Wenige Stunden zuvor hatte der 29-jährige Mittelfeldspieler von Arsenal ebenfalls via Twitter erstmals in der Öffentlichkeit Stellung zu seinem umstrittenen Foto mit dem türkischen Präsidenten Recep Tayyip Erdogan genommen. Er würde das Foto wieder machen, schrieb Özil in einem auf Twitter veröffentlichten Statement auf Englisch.

Es sei ihm nicht um die Person Erdogans gegangen, so Özil weiter, sondern um das Amt des Präsidenten und darum, Respekt zu zeigen. Er sei überzeugt, dass auch die Queen und Premierministerin Theresa May diese Sicht teilten.

Er habe zwei Herzen, ein deutsches und ein türkisches, schreibt Özil. «Meine Mutter hatte mich in meiner Kindheit gelehrt, immer respektvoll zu sein und niemals zu vergessen, woher ich komme. Das sind Werte, über die ich noch heute nachdenke.»

Er verstehe, dass es schwierig sein kann, seine Sicht zu verstehen, da in den meisten Kulturen politische Führungsämter nicht von den Personen getrennt betrachtet werden könnten.
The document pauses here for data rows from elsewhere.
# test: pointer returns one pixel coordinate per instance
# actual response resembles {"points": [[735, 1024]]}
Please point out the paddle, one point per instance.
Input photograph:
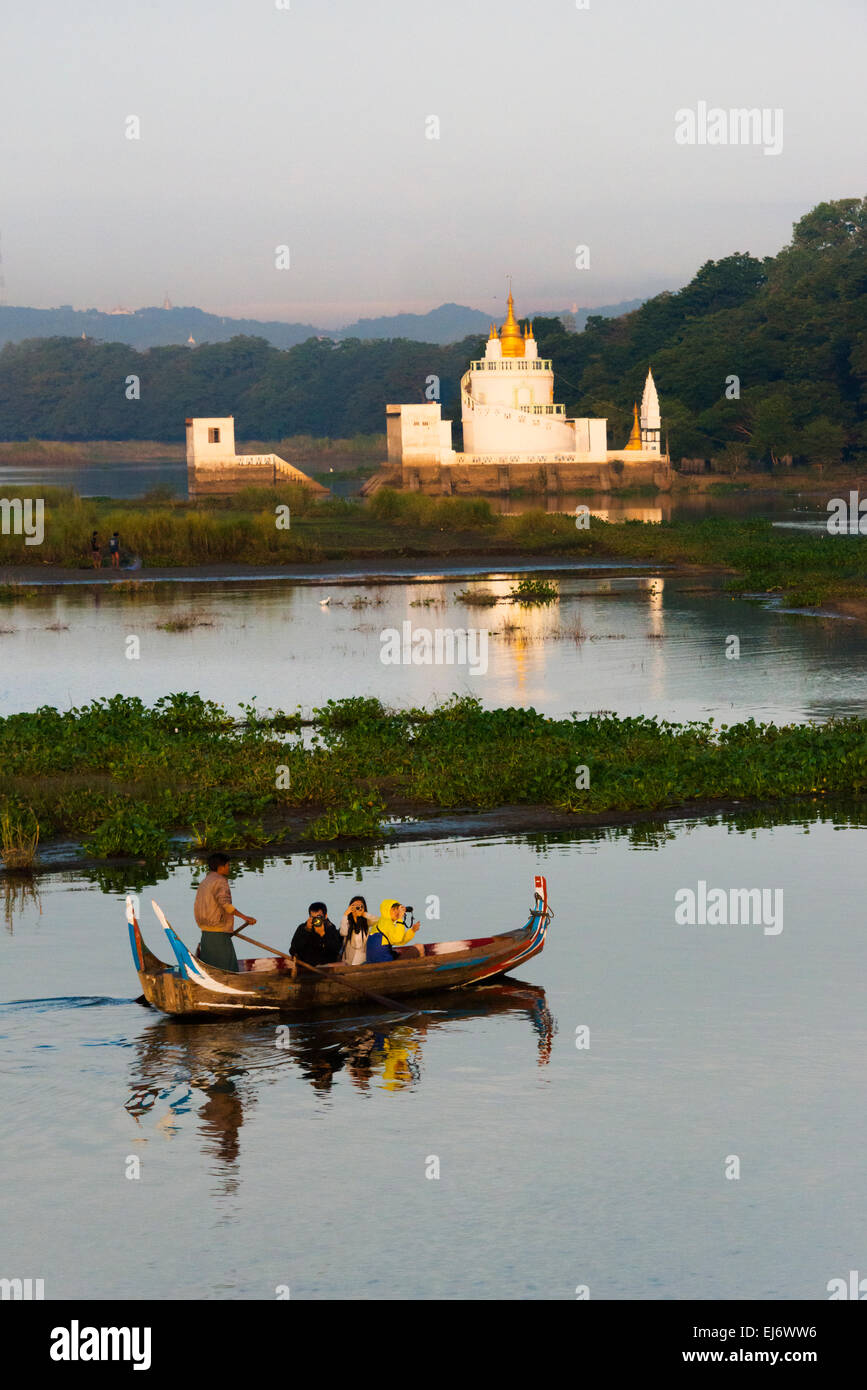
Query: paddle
{"points": [[368, 994]]}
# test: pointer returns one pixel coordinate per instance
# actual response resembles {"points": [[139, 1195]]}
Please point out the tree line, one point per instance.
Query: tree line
{"points": [[755, 360]]}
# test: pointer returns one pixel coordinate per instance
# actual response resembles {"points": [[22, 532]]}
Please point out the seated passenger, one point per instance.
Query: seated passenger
{"points": [[316, 941], [354, 926], [391, 930]]}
Aber in diesem Fall sei das anders.

Özil beendet den Brief mit den Worten, dass er das Bild auch gemacht hätte, wenn die letzten Wahlen in der Türkei anders herausgekommen wären.

Teil 2 von 3

In einem zweiten Teil kritisierte Özil die deutschen Medien sowie den Fussballverband DFB heftig. Gewisse deutsche Zeitungen nutzten seinen Hintergrund und das Foto mit Präsident Erdogan für politische Zwecke und als Rechtsaussen-Propaganda.

«Sie kritisierten nicht meine Leistungen, sie kritisierten nicht die Performance der Mannschaft, sie kritisierten nur meine türkischen Wurzeln und meinen Respekt vor meiner Erziehung.» Damit hätten die Medien eine Linie überschritten, die sie nie hätten überschreiten dürfen: «Die Zeitungen haben versucht, die Nation Deutschland gegen mich aufzubringen.»
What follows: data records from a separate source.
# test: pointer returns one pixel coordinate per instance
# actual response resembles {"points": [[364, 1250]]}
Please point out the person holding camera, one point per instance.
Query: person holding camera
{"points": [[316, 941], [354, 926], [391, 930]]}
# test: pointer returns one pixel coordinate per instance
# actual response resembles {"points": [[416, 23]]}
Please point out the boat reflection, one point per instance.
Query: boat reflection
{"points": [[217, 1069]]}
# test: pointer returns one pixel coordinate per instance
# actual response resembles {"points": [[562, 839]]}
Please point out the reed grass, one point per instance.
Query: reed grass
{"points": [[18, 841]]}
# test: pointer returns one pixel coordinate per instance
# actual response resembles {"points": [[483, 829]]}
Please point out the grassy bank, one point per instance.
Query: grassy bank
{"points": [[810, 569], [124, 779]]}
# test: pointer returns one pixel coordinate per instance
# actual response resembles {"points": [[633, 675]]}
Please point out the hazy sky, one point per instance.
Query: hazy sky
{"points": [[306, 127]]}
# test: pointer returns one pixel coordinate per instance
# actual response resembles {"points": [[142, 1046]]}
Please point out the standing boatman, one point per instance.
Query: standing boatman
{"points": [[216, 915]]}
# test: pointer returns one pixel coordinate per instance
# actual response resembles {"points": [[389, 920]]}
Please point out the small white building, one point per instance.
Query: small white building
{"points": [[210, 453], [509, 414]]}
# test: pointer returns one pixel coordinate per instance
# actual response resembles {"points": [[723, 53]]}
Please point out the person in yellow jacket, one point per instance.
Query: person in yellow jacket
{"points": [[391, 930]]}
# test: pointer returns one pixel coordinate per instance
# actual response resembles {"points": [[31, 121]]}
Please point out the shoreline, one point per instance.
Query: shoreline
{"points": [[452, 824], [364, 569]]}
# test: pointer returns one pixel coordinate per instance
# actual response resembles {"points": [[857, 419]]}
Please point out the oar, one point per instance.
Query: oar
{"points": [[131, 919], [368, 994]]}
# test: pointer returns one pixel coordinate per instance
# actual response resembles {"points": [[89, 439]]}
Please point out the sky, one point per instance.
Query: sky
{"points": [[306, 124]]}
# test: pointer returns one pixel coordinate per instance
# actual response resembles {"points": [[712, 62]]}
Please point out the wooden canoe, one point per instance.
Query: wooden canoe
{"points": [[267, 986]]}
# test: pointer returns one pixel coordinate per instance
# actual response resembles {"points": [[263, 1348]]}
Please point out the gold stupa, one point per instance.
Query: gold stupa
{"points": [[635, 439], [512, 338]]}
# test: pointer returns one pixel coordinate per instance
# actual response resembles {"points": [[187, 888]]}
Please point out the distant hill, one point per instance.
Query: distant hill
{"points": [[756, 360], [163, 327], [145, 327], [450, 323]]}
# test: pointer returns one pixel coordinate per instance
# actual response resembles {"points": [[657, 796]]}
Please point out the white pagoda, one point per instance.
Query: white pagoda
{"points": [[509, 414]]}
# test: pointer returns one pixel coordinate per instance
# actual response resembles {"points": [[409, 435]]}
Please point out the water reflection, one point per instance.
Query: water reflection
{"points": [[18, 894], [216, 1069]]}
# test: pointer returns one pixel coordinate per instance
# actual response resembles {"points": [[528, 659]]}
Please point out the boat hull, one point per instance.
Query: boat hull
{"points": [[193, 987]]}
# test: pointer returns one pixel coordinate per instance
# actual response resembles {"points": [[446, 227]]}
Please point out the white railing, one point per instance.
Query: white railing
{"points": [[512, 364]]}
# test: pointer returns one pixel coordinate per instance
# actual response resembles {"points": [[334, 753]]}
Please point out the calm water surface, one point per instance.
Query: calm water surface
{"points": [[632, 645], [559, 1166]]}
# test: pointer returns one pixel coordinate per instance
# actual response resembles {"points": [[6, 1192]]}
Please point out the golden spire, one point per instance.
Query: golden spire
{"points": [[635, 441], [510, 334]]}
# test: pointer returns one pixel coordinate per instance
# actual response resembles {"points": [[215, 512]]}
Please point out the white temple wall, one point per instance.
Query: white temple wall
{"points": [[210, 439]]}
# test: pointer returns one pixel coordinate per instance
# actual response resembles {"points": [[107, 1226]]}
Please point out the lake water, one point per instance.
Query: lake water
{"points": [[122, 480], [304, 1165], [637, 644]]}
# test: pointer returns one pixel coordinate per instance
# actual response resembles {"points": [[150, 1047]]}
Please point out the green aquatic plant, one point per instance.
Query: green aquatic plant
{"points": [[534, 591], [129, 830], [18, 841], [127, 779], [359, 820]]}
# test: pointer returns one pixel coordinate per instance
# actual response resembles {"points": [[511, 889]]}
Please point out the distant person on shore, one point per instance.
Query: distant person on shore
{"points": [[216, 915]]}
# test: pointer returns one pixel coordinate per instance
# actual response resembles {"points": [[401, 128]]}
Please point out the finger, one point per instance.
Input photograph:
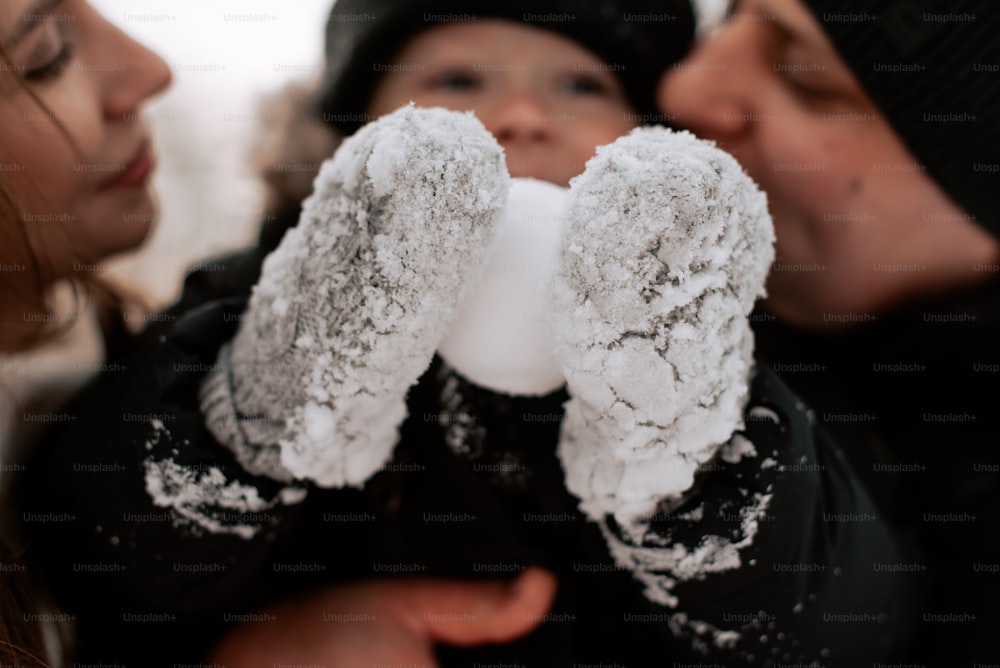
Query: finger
{"points": [[473, 613]]}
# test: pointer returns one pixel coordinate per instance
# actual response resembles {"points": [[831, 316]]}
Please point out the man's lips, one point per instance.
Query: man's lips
{"points": [[135, 172]]}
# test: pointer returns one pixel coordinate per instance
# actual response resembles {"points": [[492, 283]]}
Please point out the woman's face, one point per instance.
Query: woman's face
{"points": [[859, 223], [79, 163], [548, 101]]}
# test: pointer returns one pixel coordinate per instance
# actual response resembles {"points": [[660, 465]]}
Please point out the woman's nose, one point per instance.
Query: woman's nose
{"points": [[145, 74]]}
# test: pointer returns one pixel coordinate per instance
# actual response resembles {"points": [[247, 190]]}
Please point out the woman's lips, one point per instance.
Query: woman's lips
{"points": [[135, 173]]}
Özil bemängelt weiter die Doppelstandards, die bei Treffen mit Politikern vorherrschten. So sei Lothar Matthäus weit weniger stark kritisiert worden nach seinem Besuch beim russischen Präsidenten Wladimir Putin, obwohl er als Ehrenkapitän des DFB auch eine offizielle Position inne gehabt habe. 

Dass der DFB Özil kurzfristig aus einer Werbekampagne mit einem Sponsor entfernt und Özil wegen des Fotos zur Rede gestellt hatte, goutierte der Arsenal-Spieler ebenfalls nicht. Es sei ironisch, dass der DFB sich nicht in ähnlicher Art und Weise von dem Sponsor distanziert habe, dessen Produkte zu Hunderttausenden zurückgezogen werden mussten wegen illegaler Software. «Was hat der DFB zu all dem zu sagen?» (Özil spielt vermutlich auf den Autokonzern Mercedes, der seit einiger Zeit in den Dieselskandal involviert ist.)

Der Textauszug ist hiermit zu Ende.